Some first comments – I think I have to read though the file ISO_Fortran_binding.c itself and not only your patch.

--- a/libgfortran/runtime/ISO_Fortran_binding.c
+++ b/libgfortran/runtime/ISO_Fortran_binding.c
@@ -232,7 +232,16 @@ CFI_allocate (CFI_cdesc_t *dv, const CFI_index_t lower_bounds[],
    /* If the type is a Fortran character type, the descriptor's element
       length is replaced by the elem_len argument. */
    if (dv->type == CFI_type_char || dv->type == CFI_type_ucs4_char)
-    dv->elem_len = elem_len;
+    {
+      if (unlikely (compile_options.bounds_check) && elem_len == 0)
+    {
+      fprintf ("CFI_allocate: The supplied elem_len must be "
+           "greater than zero (elem_len = %d).\n",
+           (int) elem_len);

I think there is no need to use '(elem_len = %d)' given that it is always zero as stated in the error message itself.

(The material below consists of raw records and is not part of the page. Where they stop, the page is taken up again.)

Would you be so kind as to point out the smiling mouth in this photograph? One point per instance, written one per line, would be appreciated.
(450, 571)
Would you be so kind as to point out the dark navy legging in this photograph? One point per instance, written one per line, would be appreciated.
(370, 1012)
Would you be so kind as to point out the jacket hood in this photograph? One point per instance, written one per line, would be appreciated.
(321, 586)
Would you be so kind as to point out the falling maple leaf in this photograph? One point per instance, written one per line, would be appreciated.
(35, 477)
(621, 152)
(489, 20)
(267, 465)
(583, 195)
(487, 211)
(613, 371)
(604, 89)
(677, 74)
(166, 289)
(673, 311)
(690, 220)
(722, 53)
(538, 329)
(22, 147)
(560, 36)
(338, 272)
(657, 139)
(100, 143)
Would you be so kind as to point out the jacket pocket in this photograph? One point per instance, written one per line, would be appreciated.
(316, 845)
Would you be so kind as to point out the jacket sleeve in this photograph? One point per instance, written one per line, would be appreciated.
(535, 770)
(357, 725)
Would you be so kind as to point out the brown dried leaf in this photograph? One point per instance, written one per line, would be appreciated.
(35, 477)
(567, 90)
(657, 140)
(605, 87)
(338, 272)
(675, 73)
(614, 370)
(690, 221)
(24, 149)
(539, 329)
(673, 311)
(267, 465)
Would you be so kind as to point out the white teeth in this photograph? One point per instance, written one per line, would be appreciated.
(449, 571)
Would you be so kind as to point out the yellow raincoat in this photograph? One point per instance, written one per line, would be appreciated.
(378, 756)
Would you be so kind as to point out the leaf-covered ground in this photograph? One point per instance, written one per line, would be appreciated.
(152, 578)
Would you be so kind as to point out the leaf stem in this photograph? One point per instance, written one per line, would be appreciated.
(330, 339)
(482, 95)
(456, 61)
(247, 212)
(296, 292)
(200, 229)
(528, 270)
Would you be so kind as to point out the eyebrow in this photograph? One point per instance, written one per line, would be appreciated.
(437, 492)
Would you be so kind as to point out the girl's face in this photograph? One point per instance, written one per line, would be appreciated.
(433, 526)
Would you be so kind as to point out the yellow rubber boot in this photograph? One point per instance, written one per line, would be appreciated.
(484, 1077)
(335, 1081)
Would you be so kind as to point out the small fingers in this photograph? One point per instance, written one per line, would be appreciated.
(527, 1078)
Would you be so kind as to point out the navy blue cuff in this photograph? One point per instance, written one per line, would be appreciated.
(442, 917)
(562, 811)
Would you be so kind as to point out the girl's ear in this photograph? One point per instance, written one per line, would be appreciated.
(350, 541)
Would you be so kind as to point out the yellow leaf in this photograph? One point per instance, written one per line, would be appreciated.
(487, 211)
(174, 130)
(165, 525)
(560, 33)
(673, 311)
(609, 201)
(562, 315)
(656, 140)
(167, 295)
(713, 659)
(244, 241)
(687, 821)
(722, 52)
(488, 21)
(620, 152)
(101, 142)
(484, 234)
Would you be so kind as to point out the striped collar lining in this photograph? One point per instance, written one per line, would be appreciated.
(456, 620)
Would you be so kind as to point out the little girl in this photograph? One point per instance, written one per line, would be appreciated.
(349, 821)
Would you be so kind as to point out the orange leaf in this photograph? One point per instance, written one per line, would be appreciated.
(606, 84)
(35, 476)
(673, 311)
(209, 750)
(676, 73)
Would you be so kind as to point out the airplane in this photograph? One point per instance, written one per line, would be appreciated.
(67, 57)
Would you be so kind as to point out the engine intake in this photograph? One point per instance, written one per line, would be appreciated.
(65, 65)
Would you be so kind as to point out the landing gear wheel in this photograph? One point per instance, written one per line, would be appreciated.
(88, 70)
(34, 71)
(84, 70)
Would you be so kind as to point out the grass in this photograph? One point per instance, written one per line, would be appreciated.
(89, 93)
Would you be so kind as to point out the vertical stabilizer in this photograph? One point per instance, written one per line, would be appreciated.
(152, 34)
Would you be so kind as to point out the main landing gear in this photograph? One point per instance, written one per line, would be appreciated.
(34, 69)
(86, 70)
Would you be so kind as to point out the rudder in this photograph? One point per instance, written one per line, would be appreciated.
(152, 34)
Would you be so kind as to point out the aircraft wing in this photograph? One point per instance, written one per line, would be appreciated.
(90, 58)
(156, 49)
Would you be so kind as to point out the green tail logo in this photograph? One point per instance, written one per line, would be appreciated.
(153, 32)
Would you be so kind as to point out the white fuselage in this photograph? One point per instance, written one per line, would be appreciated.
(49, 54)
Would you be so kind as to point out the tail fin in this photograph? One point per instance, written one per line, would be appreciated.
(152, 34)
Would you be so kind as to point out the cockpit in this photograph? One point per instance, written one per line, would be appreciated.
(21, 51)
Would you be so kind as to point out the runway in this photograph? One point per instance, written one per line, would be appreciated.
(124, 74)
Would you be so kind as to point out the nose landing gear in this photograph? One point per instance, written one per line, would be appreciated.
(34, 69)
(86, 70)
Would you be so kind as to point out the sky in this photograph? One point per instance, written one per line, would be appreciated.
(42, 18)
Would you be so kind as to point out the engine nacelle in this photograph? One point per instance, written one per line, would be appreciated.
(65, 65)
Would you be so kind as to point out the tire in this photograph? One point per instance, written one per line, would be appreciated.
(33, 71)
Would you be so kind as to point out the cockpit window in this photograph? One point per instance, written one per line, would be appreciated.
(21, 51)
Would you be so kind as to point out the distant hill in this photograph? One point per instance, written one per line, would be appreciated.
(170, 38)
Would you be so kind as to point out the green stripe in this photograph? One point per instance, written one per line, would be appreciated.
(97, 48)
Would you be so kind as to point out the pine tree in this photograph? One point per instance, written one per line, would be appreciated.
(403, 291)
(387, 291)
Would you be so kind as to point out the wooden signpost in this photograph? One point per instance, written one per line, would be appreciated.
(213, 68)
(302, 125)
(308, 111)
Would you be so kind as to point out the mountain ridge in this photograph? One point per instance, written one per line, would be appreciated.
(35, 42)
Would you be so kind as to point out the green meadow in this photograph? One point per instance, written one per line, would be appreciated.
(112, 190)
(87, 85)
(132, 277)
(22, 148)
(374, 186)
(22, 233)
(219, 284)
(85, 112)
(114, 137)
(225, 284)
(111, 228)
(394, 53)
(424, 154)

Yeah, I could fix this. I'd initially forgotten that elem_len was an unsigned type and was trying to test it by passing a negative value. :-P


(Appears twice)

However, the check itself is also wrong – cf. below.

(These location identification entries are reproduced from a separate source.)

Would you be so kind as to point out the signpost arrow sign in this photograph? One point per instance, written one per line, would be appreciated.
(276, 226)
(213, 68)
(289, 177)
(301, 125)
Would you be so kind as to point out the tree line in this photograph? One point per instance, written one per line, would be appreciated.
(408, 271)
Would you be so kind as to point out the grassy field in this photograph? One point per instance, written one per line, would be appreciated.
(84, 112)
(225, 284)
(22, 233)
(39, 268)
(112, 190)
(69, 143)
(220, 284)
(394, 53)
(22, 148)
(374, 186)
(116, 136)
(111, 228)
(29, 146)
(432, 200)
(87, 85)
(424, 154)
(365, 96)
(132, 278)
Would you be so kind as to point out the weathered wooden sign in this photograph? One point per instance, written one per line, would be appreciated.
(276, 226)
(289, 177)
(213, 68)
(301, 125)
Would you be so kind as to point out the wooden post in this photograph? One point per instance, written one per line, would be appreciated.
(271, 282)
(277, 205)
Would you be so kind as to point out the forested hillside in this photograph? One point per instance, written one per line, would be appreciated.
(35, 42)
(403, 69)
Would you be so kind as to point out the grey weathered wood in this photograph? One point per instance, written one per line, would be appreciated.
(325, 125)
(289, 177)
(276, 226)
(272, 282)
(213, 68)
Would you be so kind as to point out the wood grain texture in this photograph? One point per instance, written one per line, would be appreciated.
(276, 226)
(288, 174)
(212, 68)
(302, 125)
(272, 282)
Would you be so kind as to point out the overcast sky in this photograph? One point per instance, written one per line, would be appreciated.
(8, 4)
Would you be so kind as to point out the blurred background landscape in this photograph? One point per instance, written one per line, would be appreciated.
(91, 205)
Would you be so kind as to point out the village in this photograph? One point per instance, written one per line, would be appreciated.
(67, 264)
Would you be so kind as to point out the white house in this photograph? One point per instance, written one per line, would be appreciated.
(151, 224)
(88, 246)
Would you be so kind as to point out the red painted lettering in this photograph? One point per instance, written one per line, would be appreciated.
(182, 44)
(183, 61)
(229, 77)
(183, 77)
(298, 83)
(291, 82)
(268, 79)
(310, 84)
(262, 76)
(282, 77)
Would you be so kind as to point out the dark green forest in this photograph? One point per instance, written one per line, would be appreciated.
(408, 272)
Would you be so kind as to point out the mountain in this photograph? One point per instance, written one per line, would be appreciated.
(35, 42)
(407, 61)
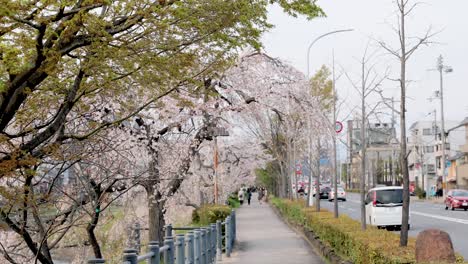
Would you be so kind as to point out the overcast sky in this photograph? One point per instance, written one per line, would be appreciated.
(372, 19)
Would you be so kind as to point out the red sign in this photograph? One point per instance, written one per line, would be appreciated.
(298, 169)
(338, 126)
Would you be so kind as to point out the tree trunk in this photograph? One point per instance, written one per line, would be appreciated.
(403, 150)
(362, 186)
(156, 212)
(91, 236)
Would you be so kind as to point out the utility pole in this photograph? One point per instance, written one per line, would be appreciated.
(215, 161)
(350, 149)
(335, 176)
(393, 143)
(442, 68)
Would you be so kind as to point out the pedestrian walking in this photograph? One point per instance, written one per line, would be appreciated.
(260, 195)
(249, 195)
(241, 195)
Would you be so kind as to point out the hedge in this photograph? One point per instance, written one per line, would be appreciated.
(209, 214)
(345, 236)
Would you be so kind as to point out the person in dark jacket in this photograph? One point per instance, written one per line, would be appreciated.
(249, 196)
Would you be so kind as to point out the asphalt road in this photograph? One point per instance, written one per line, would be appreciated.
(423, 215)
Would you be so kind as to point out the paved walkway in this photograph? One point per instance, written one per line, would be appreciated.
(264, 238)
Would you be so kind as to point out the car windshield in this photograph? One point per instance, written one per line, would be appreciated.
(394, 196)
(460, 193)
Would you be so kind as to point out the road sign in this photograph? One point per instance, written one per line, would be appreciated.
(338, 126)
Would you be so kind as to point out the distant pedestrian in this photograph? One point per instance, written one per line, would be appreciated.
(249, 195)
(260, 195)
(241, 195)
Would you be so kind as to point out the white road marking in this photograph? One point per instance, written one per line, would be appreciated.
(450, 219)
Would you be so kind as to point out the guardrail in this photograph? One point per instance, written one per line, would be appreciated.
(200, 245)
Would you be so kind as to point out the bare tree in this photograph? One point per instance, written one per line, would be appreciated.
(406, 48)
(368, 84)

Hmmm. CFI_establish explicitly says that the elem_len has to be greater than zero. It seems somewhat confusing that it's inconsistent with the other functions that take an elem_len argument.

Talking about CFI_allocatable, there is also another bug in that function,
untouched by your patch:

 /* If the type is a character, the descriptor's element length is replaced
      by the elem_len argument. */
   if (dv->type == CFI_type_char || dv->type == CFI_type_ucs4_char ||
       dv->type == CFI_type_signed_char)
     dv->elem_len = elem_len;

The bug is that CFI_type_signed_char is not a character type.

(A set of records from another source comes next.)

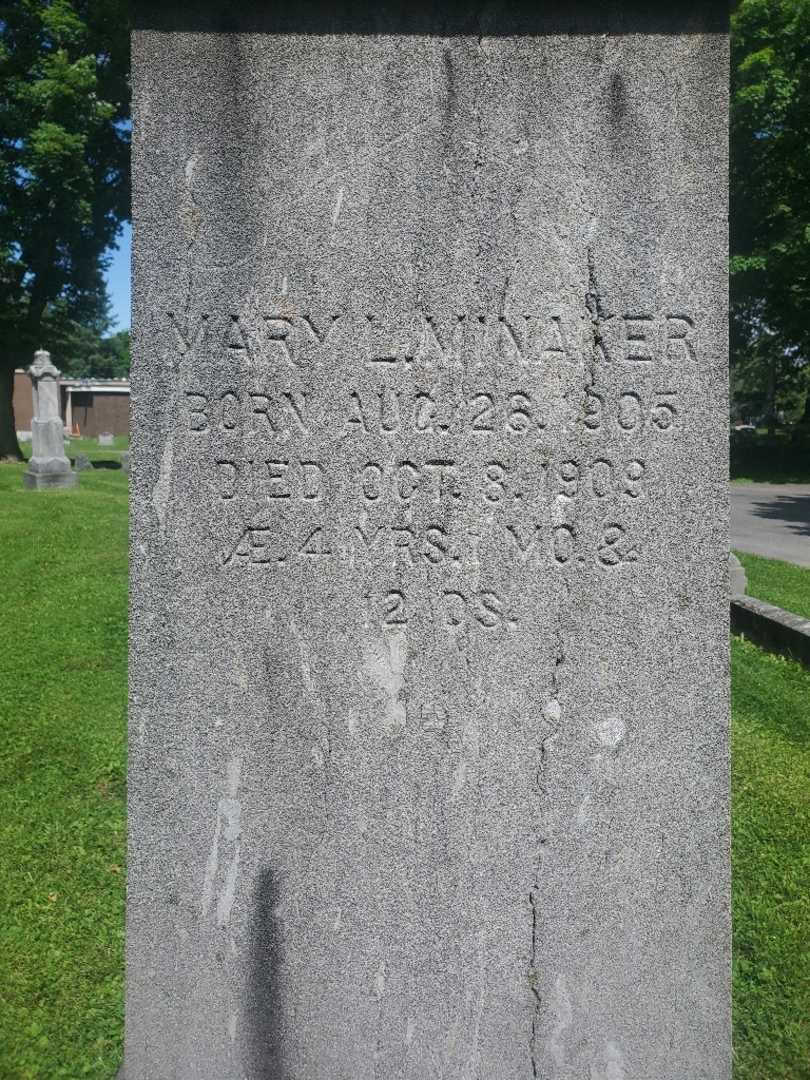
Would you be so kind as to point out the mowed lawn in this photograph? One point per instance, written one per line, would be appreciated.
(63, 702)
(63, 712)
(781, 583)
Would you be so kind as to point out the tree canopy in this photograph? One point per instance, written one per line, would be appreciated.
(64, 174)
(770, 204)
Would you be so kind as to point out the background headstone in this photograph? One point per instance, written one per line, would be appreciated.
(49, 466)
(428, 759)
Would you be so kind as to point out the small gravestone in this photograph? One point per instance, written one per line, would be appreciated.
(429, 726)
(49, 466)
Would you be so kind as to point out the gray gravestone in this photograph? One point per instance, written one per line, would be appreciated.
(49, 466)
(429, 758)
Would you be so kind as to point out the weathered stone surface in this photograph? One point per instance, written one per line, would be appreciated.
(738, 578)
(430, 589)
(49, 466)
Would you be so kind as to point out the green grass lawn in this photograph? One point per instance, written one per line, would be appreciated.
(63, 700)
(781, 583)
(63, 706)
(771, 863)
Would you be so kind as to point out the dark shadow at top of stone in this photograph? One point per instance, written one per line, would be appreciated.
(262, 1006)
(421, 16)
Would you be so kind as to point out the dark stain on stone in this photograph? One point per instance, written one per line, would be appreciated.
(264, 1006)
(618, 98)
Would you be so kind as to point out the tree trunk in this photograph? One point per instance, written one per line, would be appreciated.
(772, 397)
(9, 445)
(806, 415)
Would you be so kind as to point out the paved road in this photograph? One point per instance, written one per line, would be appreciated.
(772, 520)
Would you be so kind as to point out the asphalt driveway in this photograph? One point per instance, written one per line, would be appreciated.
(772, 520)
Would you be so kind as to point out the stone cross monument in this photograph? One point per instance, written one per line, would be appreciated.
(49, 466)
(429, 725)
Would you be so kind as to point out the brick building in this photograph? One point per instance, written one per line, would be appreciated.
(89, 406)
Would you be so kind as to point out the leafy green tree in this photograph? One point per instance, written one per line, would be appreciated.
(770, 204)
(64, 174)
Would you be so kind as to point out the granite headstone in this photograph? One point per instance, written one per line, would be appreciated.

Ha! I noticed the same thing and already posted a separate patch for that. :-P

https://gcc.gnu.org/pipermail/fortran/2021-July/056243.html

+  else if (unlikely (compile_options.bounds_check)
+       && type < 0)
Pointless line break.
+          fprintf (stderr, "CFI_establish: Extents must be nonnegative "
+               "(extents[%d] = %d).\n", i, (int)extents[i]);
+          return CFI_INVALID_EXTENT;
+        }

How about PRIiPTR + ptrdiff_t instead of %d + (int) cast? At least as positive value, extent may exceed INT_MAX.

Hmmm, there are similar problems in existing code in other functions in this file (e.g., CFI_section).

+      if (source->attribute == CFI_attribute_other
+          && source->rank > 0
+          && source->dim[source->rank - 1].extent == -1)
+        {
+          fprintf (stderr, "CFI_setpointer: The source is a "
+               "nonallocatable nonpointer object that is an "
+               "assumed-size array.\n");

I think you could just check for assumed rank – without CFI_attribute_other in the 'if' and 'nonallocatable nonpointer' in the error message. Only nonallocatable nonpointer variables can be of assumed size (in Fortran); I think that makes the message simpler (focusing on the issue) and if the C user passes an allocatable/pointer, which is assumed rank, it is also a bug.

The wording of the message reflects the language of the standard:
"source shall be a null pointer or the address of a C descriptor for an allocated allocatable object, a data pointer object, or a nonallocatable nonpointer data object that is not an assumed-size array.